The license information for this assembly can be found at: DNN3\controls\MemberRole\Member Roles (Conf) (1101204) FINAL.doc.  Looks like this is some kind of Beta release of the API.

The SQL database installation script is found at: DNN3\Providers\DataProviders\SqlDataProvider\InstallRolesProfileMembership.sql  You will need to do a global replace of {databaseOwner} in the file with dbo. or other appropriate ownership for your scenario.

To use the API's in your own application you will need to do a few simple things.

1. Reference MemberRole.dll
2. Create the SQL database (or write your own custom providers)
3. Put the appropriate settings in web.config.  (sample web.config)

To create your own providers start a new class project, reference memberrole.dll, inherit the appropriate provider base class and override the abstract methods and properties (Microsoft.SecureHosting.ProfileProvider, Microsoft.SecureHosting.MembershipProvider, or Microsoft.SecureHosting.RoleProvider).  Then reference your new provider in the configuration.

You can of course leave out any configuration and providers details that you are not interested in using.  The RoleManagerModule must be added to the httpModules collection if you want to have the roles for a user added to the authentication cookie as is common practice in 1.x applications.

If you are interested in more details about the Provider Design Pattern I plan to post addtional information and providers at www.aspnetproviders.com.

Now that I have the MembershipUser and Roles I am planning to port PermissionManager to .NET 1.x as well.  Together with Membership the PermissionManager completes authentication and authorization package allowing us to abstract all aspects of security management out of applications.

How will you make use of Membership, Roles, and Profile for your current applications?

My friend Fredrik Normen is at it again.  Permission Manager continues to improve.  Perhaps we should take it even further?

The latest enhancements give us the ability to specify permissions in the config file as well as other provider defined locations. 

 What does everyone think about putting this kind of configuration in an PermissionManager.config file or something like that as an option?  I imagine the web.config might like this: 

<permissionManager enabled="true" path="PermissionManager.config" />

As you can see all the remaining details might be found in an external config.  It seems with all the provider stuff the web.config is growing to be a very large file.  Of course we would want to still be able to use the Configuration API's as much as possible.

Thoughts on configuration and web.config usage?

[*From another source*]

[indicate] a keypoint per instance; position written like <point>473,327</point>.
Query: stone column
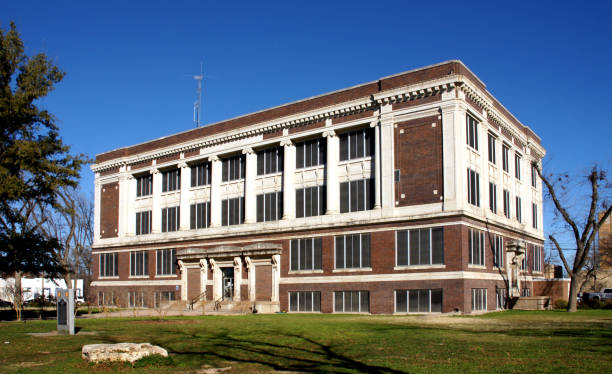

For Permission Manager what about defining permissions in a custom attribute class and then having a reflection provider that harvests them from the assemblies during initialization.  My thinking is that we have a synchronization issue between the permissions defined in application and those defined in the provider store.  By using attributes and reflection the definitions in the code would always be in sync.  It would not be necessary to define the permissions in any external location.

Today we might define a Permission to secure a method like this:

public void foo () {
// Check Permission
if (!(PermissionManager.HasPermission(“Group“, "Permission", user))) {return false};
// Permission granted
// do stuff
} 

For this to work we also must make sure that the “Group“ and “Permission“ exist in the permission definition store.  This requires us to create the definition prior to executing a .HasPermission().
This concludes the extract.